En cambio, cuando propone al Martín Fierro como poema épico nacional, evalúa positivamente el uso del “lenguaje poético del pueblo, en el cual tenía que expresarse, naturalmente, un paladín popular” (Lugones, El payador 33). Partiendo de una asociación directa entre idioma y nacionalidad, elogia el acto de “inventar un nuevo lenguaje para la expresión de una nueva entidad espiritual” (14). Pero, como ha señalado Dalmaroni, en consonancia con su prédica modernista, es en la labor original sobre la lengua del poeta donde ubica Lugones la autoridad para la elaboración del idioma nacional:

De este modo, la matriz modernista que reconocía sólo a la aristocracia del espíritu el derecho al más libre despliegue estético, da apenas un paso atrás, hacia la versión romántica del mismo principio, para negociarle al Estado moderno en dificultades un pacto con la cultura popular: también los payadores errantes, también Martín Fierro, también José Hernández, forman parte de ese linaje de raros (Dalmaroni 93).

Nuevamente, en el mismo acto en que concede a la cultura popular la posibilidad de invención de una lengua nacional, se adjudica a sí mismo, como poeta nacional, la autoridad para emitir un juicio válido al respecto.

Tanto Rojas como Lugones tienen plena conciencia de que al asociar su producción literaria con el nativismo se exponen al riesgo de la acusación de vulgaridad. Lugones con el Martín Fierro en El payador, y Rojas con los relatos orales de animales que recoge en El país de la selva, recurren, como ya lo habían hecho antes sus predecesores nativistas, a una vasta gama de referentes eruditos de la cultura occidental para convalidar su legitimidad literaria. Pero, si en los años del primer nativismo de González, cuando las condiciones de constitución de un campo literario relativamente autónomo eran aún muy incipientes, cuando apenas comenzaba a resquebrajarse la antigua concepción retórica de la literatura como el conjunto de la producción letrada, como unidad indisociable entre el “bien decir” y el “bien pensar”, si entonces era posible plantear en buena medida la cuestión del valor literario en el terreno del contenido, oponiendo y reuniendo al mismo tiempo el saber ligado a la esencia popular de la nación y el saber erudito y libresco, en el período en el que Lugones y Rojas se asocian con el nativismo, las nuevas condiciones de autonomización y especialización de la literatura, inseparables de las batallas ganadas por el modernismo, hacen necesaria una estrategia defensiva en el terreno de lo que comienza a recortarse como lo específico del valor literario, el de la elaboración formal.

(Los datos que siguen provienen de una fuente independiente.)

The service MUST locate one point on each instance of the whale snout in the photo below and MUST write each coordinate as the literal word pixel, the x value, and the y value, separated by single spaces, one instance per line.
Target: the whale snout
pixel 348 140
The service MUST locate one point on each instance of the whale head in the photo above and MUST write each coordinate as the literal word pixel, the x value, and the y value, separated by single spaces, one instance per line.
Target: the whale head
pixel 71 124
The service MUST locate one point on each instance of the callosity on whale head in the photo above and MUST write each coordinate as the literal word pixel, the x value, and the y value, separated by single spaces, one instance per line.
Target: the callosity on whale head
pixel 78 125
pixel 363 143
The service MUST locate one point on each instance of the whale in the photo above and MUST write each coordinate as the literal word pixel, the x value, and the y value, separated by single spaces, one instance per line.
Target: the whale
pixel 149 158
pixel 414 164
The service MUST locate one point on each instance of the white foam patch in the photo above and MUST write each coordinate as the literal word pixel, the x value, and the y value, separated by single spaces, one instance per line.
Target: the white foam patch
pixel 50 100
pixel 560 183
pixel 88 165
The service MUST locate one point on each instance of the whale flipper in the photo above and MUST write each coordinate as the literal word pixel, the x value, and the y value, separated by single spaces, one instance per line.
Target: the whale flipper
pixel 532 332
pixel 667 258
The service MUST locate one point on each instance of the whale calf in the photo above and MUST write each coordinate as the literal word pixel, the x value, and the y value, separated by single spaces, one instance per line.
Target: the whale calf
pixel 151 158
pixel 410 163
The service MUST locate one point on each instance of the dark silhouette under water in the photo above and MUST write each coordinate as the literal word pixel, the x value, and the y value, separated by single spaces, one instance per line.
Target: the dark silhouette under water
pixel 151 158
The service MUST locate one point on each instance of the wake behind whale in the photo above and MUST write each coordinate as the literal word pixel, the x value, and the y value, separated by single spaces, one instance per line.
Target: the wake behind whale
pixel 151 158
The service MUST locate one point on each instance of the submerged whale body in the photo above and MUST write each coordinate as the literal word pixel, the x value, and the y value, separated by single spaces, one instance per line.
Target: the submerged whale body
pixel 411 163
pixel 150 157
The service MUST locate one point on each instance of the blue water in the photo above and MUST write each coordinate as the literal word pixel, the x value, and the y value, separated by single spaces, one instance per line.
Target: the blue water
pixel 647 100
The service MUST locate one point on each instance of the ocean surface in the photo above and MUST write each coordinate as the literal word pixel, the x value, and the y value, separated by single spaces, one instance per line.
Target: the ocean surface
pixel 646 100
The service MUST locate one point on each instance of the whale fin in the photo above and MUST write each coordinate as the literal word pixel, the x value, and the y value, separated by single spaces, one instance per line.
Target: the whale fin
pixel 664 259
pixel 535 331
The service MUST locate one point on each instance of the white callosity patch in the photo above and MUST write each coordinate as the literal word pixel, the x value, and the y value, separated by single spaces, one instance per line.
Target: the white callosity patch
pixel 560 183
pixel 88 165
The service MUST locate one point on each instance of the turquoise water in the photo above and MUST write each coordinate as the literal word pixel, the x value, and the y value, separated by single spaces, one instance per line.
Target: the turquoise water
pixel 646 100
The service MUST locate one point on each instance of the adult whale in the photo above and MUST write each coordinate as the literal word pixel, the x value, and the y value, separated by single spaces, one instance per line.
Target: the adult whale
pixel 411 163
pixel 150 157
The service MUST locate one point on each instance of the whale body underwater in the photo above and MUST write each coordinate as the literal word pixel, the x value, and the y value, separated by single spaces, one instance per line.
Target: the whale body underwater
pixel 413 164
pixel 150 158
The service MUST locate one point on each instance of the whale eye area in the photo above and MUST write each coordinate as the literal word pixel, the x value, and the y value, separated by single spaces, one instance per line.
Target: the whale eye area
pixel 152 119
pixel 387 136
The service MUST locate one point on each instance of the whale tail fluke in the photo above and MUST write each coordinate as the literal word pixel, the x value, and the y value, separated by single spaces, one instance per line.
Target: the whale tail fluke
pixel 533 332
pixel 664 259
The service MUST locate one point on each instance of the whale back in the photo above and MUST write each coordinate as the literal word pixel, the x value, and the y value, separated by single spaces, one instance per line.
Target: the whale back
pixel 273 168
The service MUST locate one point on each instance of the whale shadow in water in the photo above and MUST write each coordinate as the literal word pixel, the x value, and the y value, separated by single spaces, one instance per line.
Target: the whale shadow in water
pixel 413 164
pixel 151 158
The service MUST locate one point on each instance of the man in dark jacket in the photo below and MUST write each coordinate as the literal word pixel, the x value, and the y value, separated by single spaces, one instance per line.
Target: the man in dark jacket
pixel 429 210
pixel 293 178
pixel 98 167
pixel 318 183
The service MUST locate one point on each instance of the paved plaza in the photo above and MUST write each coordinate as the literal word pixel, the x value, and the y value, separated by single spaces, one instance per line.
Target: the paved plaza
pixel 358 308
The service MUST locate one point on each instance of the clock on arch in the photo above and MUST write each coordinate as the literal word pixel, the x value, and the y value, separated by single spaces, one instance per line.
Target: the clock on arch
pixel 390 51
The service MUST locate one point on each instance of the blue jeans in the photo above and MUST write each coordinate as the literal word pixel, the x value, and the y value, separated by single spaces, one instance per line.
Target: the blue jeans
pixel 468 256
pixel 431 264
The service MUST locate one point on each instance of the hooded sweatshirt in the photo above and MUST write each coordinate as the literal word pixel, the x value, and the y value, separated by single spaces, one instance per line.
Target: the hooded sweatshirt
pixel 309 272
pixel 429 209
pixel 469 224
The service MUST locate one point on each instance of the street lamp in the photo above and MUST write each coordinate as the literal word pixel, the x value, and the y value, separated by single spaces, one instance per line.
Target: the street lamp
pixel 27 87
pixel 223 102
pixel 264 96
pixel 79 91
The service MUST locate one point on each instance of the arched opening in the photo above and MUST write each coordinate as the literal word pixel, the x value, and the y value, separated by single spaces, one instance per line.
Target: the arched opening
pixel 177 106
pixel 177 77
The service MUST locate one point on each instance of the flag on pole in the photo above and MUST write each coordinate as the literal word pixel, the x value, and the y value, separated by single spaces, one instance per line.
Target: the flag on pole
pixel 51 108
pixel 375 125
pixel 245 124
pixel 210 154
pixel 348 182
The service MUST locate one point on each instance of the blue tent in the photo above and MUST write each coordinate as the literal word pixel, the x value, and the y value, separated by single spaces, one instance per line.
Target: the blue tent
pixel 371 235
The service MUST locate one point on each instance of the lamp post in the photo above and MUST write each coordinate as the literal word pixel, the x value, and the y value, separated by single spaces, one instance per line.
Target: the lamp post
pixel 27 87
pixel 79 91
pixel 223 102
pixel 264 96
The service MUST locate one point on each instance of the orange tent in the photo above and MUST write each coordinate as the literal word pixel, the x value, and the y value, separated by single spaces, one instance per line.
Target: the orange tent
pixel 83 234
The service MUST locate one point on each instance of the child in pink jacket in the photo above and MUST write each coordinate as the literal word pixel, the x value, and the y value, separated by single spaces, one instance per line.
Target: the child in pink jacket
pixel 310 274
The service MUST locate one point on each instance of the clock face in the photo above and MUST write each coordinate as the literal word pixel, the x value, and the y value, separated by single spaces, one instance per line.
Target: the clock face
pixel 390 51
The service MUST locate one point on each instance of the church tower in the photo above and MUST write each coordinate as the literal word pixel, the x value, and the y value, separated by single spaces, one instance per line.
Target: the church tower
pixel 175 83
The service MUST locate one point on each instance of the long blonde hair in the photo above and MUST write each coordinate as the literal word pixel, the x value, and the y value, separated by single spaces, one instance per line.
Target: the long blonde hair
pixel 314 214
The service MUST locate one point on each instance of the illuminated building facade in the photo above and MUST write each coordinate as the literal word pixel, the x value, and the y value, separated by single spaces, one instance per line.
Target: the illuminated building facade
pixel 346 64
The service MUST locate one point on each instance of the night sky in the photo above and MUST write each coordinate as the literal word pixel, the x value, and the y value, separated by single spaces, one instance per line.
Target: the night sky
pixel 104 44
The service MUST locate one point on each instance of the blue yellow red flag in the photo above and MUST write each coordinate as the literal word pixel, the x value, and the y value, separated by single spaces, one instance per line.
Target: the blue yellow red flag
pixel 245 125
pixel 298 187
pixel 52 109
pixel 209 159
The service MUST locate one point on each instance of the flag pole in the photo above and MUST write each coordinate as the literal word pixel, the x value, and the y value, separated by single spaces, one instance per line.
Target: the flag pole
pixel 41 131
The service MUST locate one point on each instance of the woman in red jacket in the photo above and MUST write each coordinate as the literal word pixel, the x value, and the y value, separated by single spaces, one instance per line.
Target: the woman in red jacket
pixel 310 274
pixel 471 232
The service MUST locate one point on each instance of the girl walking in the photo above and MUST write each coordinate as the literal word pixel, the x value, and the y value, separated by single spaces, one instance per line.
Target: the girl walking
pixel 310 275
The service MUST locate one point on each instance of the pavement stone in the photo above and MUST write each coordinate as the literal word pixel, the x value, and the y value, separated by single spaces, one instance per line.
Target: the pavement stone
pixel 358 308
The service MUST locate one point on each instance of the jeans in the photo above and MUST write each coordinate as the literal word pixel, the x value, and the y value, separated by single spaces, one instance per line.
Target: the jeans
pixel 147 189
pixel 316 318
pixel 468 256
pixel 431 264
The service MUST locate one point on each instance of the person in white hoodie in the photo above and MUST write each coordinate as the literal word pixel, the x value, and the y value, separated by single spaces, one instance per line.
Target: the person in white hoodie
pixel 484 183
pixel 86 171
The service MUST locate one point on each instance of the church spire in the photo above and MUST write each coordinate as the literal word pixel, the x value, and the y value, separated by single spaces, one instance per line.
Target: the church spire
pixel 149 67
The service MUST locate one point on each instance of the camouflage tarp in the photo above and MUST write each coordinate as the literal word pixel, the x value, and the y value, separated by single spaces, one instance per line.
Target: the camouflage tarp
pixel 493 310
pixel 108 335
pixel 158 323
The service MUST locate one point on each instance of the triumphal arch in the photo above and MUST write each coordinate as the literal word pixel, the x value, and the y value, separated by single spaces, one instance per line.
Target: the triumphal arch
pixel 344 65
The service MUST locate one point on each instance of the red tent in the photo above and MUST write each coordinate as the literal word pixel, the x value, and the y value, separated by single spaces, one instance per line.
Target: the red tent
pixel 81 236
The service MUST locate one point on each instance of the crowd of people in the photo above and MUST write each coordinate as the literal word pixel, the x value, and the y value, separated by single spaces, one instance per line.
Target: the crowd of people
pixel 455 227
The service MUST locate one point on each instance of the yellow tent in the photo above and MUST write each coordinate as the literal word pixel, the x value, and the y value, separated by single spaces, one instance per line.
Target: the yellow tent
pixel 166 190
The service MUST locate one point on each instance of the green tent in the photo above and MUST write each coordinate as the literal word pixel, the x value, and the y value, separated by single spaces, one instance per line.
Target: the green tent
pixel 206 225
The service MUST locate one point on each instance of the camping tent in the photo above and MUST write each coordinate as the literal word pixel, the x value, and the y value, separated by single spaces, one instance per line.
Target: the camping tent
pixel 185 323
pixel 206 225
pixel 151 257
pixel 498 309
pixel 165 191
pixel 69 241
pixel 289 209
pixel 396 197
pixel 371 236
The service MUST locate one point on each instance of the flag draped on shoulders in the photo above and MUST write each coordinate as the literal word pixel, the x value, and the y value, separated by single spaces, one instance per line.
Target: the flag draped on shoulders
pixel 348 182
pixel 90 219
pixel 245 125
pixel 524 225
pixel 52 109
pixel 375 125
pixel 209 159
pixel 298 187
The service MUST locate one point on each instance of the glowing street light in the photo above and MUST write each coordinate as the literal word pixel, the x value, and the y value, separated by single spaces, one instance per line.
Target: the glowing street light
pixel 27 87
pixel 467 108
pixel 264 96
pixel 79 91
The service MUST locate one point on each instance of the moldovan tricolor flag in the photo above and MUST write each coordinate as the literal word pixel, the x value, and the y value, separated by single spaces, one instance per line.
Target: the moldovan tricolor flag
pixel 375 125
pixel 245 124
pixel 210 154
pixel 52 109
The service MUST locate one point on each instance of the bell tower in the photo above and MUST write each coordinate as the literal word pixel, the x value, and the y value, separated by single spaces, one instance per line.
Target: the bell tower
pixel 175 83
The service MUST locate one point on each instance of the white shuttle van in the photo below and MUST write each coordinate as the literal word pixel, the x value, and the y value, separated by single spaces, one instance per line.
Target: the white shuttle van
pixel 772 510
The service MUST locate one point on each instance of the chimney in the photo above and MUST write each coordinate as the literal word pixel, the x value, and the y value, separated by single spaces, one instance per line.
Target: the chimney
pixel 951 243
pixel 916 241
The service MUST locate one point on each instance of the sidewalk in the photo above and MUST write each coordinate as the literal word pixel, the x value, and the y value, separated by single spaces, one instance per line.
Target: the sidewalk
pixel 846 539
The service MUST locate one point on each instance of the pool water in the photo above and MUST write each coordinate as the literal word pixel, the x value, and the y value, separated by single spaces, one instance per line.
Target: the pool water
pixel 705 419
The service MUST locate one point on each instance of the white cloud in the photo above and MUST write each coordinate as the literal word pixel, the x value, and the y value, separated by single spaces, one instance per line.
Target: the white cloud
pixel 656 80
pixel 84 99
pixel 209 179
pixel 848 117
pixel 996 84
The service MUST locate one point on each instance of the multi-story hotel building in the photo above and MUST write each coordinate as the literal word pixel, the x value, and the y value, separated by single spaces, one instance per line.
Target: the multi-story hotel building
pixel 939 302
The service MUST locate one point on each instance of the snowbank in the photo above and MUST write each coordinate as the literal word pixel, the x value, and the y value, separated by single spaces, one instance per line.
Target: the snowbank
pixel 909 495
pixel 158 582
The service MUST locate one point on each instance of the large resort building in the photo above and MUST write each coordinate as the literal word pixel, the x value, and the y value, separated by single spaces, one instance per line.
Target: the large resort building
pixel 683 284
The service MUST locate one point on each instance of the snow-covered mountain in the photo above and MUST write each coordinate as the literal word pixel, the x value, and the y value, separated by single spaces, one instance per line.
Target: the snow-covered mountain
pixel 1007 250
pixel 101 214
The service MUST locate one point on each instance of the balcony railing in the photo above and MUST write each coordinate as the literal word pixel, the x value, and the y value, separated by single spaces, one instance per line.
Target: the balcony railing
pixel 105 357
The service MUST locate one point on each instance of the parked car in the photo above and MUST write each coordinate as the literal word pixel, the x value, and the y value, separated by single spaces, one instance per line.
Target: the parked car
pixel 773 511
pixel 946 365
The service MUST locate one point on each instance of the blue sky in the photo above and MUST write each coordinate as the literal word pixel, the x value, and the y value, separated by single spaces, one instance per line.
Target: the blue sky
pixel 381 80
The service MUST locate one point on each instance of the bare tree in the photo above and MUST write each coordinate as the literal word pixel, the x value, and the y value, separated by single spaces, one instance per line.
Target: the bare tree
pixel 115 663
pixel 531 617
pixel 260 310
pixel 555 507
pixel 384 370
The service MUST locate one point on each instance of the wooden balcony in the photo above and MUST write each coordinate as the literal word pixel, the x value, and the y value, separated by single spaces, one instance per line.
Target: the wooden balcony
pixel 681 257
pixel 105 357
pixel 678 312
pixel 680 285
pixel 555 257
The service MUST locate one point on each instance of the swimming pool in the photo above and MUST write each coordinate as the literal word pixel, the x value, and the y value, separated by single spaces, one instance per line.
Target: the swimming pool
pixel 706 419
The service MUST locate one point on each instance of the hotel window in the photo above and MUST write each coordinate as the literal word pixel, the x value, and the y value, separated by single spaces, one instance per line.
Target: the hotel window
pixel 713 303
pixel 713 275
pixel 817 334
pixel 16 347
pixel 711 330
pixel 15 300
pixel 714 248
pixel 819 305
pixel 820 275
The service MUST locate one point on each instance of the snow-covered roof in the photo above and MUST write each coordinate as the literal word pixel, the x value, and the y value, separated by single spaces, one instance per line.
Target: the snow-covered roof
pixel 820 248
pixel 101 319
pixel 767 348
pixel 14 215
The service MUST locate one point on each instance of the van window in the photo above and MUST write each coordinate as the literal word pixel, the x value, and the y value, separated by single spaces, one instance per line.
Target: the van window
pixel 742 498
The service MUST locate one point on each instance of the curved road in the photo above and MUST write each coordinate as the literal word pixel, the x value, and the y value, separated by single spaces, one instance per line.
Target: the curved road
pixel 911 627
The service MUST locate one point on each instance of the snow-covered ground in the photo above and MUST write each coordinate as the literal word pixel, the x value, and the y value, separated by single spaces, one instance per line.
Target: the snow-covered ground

La recepción crítica que obtuvieron los primeros textos nativistas de Rojas echa luz sobre las estrategias desarrolladas en este terreno. En relación con El país de la selva, obra a la que elogia enfáticamente, Giusti señala uno de los aspectos que considera negativos:

El libro se desliza con el tono de una narración, casi siempre sencilla, llana, que nos pone en contacto directo con las cosas y los seres que el autor se propone pintar. Por este motivo repruebo el primer capítulo, en el que un cierto aparato épico –propio, comprendo, de la materia tratada– y algunas formas estilísticas lugonianas que el asunto involuntariamente sugiere, le hurtan al relato sencillez y naturalidad (151).

Unos años después, Manuel Gálvez, compañero de armas de Rojas en el proyecto de la revista Ideas de comienzos del siglo, cuando desarrolla una reseña crítica de Blasón de plata, desestima este tipo de ataques que considera infundados:

También he oído decir que Rojas imita en su estilo a Lugones. No comprendo semejante afirmación, pues me parece difícil encontrar dos estilos más distintos. ¿Qué tiene que ver la prosa clara, perspicua, sonora, musical de Rojas con la prosa oscura, sintética, sinuosa, enérgica y no siempre musical de Lugones? (239-240).

Pero de inmediato señala que “es cierto que Rojas emplea a veces ciertas formas sintáxicas cuya invención se atribuye a Lugones”, pero cuya creación no le pertenece aunque “el modernismo las ha puesto en boga” (240). En términos valorativos, estas observaciones se tornan ambiguas cuando se las vincula con sus apreciaciones acerca del uso de un estilo “quizás en exceso sonoro y oratorio” por parte de Rojas, distante de las preferencias de Gálvez por “la prosa viviente, jugosa, sin énfasis ni empaque alguno, la prosa sin literatura y que es toda precisión y energía” (239).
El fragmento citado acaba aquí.